There are many ways to skin a cat but only one way to win a game of football. Score more goals than the opposition. Watching Rangers v St Johnstone in a behind closed doors friendly added to a string of performances where Rangers have failed to score got me thinking – when a team is creating several clear chances every game are they playing well because of good tactics or is the manager at fault for not picking/buying forwards that can score goals?

Social media is awash within the Rangers supporter’s fraternity of frustration, panic, rage and almost every emotion of the grief reaction because of the lack of goals in both pre-season and the disastrous Europa League “run”. For any football fan, being positive during such a run of results and score-lines is incredibly hard. For example, in two games v St Johnstone at the Rangers Training Centre and two v Progres Niederkorn Rangers have managed one goal. One goal. And if we are being honest, the keeper should’ve saved it because he dived out the way!

So how do we judge a team that isn’t scoring goals. Usually, they are classed as playing poorly, have no form, in a crisis or the Manager has 3 games to turn the club around. Anybody that has played football at any level will tell you that there is nothing more frustrating, nothing, than passing the ball about well, creating 4-5 good chances a game without taking any and losing to an individual error or a 25 yard screamer. Sound familiar?

The common denominator in all the games I have mentioned is that Rangers (obviously results aside) have played well *grabs tin hat*. In every game Rangers created more than enough chances to win by 3-4 goals. Not just half chances but clear, 1v1, 2v1, unmarked in the box, any decent striker scores them 9 times out of 10 chances. But Rangers aren’t scoring them. The chances haven’t all fallen to the same person either with Miller, Waghorn, Krancjar and Jack all being culpable. If we take the second leg v Progres in isolation Niko has a free header from 4 yards – against the bar (with Tavernier also free behind him with an even easier chance). Windass has a free header from 6 yards – against the bar. Miller is on his own at the back post, if he takes a good first touch he has a clear sight of goal from 10 yards but he doesn’t and has to recover. He does, but he hits the bar.

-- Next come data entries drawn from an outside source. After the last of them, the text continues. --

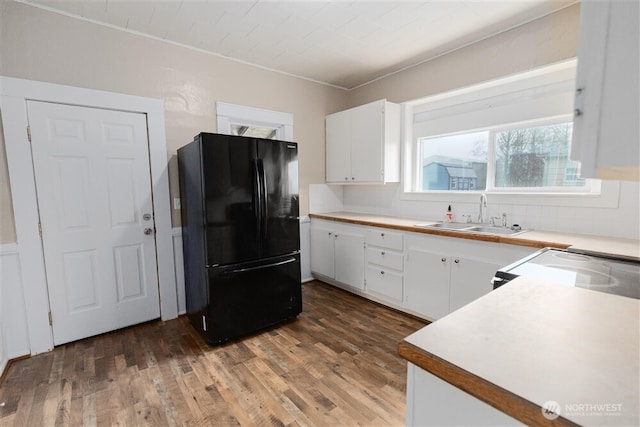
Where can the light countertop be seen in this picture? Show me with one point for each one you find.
(532, 341)
(624, 248)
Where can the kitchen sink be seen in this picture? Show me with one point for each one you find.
(474, 228)
(494, 230)
(445, 225)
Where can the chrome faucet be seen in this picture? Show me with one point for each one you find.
(483, 204)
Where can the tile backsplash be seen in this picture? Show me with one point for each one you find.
(621, 221)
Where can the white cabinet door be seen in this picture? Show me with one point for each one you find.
(606, 131)
(349, 259)
(367, 142)
(385, 283)
(322, 251)
(363, 144)
(426, 277)
(470, 279)
(338, 146)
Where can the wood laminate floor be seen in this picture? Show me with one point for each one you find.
(336, 364)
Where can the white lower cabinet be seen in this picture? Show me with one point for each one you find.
(426, 282)
(337, 252)
(442, 274)
(432, 401)
(384, 258)
(425, 275)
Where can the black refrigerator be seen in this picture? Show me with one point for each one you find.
(240, 234)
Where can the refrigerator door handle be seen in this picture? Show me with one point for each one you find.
(265, 193)
(259, 267)
(257, 188)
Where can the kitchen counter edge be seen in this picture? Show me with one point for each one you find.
(623, 248)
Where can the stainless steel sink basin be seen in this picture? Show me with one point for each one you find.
(445, 225)
(474, 228)
(494, 230)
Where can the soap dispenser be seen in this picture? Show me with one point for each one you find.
(448, 216)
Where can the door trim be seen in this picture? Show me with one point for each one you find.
(13, 96)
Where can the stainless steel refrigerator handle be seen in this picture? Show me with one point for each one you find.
(257, 202)
(259, 267)
(265, 199)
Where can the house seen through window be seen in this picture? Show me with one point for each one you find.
(509, 158)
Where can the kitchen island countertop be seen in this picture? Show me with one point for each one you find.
(531, 342)
(624, 248)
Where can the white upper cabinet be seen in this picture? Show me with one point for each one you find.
(363, 144)
(606, 134)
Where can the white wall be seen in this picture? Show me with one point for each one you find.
(621, 221)
(14, 340)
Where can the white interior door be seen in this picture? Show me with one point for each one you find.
(94, 198)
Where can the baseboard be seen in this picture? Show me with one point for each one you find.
(7, 365)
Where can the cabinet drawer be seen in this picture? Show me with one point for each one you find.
(384, 258)
(384, 282)
(385, 239)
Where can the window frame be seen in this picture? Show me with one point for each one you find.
(234, 114)
(602, 193)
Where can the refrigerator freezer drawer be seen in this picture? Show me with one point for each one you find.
(245, 298)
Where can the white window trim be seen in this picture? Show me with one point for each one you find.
(228, 114)
(609, 190)
(13, 96)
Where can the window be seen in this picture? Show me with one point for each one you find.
(249, 121)
(509, 136)
(513, 158)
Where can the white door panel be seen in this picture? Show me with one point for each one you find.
(94, 189)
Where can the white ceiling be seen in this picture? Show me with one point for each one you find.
(340, 43)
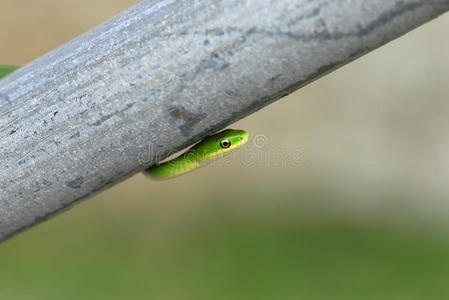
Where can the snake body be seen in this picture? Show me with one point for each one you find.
(5, 70)
(209, 148)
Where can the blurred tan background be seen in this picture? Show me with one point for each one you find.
(362, 215)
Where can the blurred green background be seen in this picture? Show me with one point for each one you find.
(362, 216)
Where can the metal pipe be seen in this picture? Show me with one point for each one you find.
(159, 77)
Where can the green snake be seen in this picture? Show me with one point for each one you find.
(209, 148)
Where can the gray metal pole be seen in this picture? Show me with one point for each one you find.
(159, 77)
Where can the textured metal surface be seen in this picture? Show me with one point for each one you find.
(159, 77)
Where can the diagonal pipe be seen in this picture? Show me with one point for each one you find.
(159, 77)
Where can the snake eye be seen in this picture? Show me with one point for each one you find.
(225, 144)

To answer my initial question of who is to blame, well, it’s a bit of both. If you always do what you’ve always done, you’ll always get what you’ve always got. If Rangers always pick Waghorn and Miller, Rangers will continue to miss more chances than they score and have crosses landing in good areas with no attackers in the box. If they continue to build the team around Niko, yes he will be majestic in some games but then he will be anonymous the next.

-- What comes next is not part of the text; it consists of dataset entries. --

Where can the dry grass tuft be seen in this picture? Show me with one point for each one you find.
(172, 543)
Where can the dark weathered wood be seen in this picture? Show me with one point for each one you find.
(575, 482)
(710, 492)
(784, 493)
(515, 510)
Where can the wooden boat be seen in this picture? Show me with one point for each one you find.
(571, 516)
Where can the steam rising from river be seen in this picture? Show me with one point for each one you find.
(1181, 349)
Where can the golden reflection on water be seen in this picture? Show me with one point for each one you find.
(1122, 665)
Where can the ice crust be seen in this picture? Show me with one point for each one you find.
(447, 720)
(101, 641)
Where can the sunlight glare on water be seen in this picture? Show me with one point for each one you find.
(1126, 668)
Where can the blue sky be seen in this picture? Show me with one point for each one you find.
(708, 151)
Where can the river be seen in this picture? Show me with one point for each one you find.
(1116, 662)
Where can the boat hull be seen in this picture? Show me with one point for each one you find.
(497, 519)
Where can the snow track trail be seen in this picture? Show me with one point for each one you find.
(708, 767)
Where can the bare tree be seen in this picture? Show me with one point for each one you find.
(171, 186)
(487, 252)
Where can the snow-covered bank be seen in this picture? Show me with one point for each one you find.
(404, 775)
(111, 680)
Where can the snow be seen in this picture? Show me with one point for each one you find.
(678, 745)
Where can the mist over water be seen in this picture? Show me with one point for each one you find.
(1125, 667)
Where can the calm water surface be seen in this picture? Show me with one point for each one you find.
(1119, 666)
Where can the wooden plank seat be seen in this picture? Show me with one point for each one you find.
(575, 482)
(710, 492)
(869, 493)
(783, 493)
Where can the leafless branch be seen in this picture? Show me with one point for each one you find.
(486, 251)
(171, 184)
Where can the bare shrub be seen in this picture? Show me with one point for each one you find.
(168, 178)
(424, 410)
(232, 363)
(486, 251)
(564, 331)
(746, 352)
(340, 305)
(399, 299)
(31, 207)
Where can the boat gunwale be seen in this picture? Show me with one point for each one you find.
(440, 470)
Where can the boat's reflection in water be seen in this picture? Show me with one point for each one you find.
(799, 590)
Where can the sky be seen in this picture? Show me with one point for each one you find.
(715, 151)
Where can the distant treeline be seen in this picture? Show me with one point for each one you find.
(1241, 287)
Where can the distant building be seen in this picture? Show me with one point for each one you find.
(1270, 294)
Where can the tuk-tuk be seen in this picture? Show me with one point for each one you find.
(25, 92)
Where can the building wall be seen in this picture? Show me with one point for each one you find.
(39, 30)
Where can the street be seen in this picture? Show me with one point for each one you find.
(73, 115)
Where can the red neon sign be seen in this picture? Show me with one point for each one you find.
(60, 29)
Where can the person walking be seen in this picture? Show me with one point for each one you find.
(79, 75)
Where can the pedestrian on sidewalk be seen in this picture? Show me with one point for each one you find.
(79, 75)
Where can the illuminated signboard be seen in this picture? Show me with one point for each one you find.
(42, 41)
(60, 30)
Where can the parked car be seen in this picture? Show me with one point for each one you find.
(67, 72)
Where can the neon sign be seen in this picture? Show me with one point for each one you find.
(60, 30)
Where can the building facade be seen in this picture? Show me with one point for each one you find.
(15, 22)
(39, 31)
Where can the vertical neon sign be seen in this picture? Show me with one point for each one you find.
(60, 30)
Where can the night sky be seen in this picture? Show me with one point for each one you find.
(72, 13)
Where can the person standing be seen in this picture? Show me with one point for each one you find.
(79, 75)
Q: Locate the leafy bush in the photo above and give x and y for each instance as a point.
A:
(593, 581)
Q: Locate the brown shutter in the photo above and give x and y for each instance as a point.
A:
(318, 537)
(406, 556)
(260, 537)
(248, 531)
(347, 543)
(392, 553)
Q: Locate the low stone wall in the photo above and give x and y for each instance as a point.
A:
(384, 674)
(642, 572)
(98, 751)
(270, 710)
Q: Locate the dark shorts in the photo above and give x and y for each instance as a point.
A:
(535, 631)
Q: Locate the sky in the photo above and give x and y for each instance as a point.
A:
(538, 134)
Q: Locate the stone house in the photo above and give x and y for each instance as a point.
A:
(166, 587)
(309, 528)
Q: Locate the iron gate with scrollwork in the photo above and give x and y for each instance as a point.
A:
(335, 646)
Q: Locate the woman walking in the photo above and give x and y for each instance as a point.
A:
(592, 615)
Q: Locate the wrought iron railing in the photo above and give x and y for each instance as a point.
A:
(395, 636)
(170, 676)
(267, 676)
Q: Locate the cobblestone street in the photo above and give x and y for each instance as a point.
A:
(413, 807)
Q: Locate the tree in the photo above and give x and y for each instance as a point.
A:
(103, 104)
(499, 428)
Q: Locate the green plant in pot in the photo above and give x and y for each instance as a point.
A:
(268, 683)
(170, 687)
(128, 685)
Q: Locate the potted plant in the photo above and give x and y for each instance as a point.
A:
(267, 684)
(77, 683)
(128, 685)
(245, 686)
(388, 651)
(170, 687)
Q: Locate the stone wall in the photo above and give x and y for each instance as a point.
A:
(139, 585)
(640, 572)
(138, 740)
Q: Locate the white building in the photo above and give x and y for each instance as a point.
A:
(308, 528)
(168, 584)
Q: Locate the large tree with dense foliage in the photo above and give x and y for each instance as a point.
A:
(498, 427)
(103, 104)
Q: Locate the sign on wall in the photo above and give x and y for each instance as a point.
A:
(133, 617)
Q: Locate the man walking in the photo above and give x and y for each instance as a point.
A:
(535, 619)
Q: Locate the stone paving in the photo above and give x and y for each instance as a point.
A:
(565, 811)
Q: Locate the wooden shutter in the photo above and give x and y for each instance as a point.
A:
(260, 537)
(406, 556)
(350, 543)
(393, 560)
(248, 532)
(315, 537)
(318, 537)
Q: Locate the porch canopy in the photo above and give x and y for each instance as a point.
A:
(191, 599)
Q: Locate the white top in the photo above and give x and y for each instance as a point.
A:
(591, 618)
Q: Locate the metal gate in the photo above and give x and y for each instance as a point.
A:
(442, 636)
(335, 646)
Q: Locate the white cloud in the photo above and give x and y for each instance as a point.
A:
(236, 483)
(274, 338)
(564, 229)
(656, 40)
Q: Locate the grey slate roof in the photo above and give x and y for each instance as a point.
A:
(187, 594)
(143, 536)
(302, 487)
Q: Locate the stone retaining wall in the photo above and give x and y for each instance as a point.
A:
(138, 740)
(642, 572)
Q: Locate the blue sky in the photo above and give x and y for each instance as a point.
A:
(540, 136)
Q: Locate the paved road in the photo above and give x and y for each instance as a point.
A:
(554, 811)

Pedro Caixinha has made signings to this affect. Pena, Dorrans, Herrera, Morelos all signed with one thought in mind. Improve Rangers’ goal scoring form. Some of them haven’t been at the club long, some of them have hardly played but the manager has identified a weakness and feels these players are better than the current incumbants. They couldn’t be any worse anyway. Will Herrera or Morelos get more than Miller’s 11 league goals? If Miller and Waghorn aren’t in the team too then it’s a yes from me. If the signings aren’t good enough why not try Dodoo who got 5 goals from 6 starts or Ryan Hardie who with every season I hope turns into Rangers’ Harry Kane. Given a chance in the league cup or because of injuries and then goes on a scoring spree that makes him undroppable – “Ryan Hardie – he’s one of our own!”.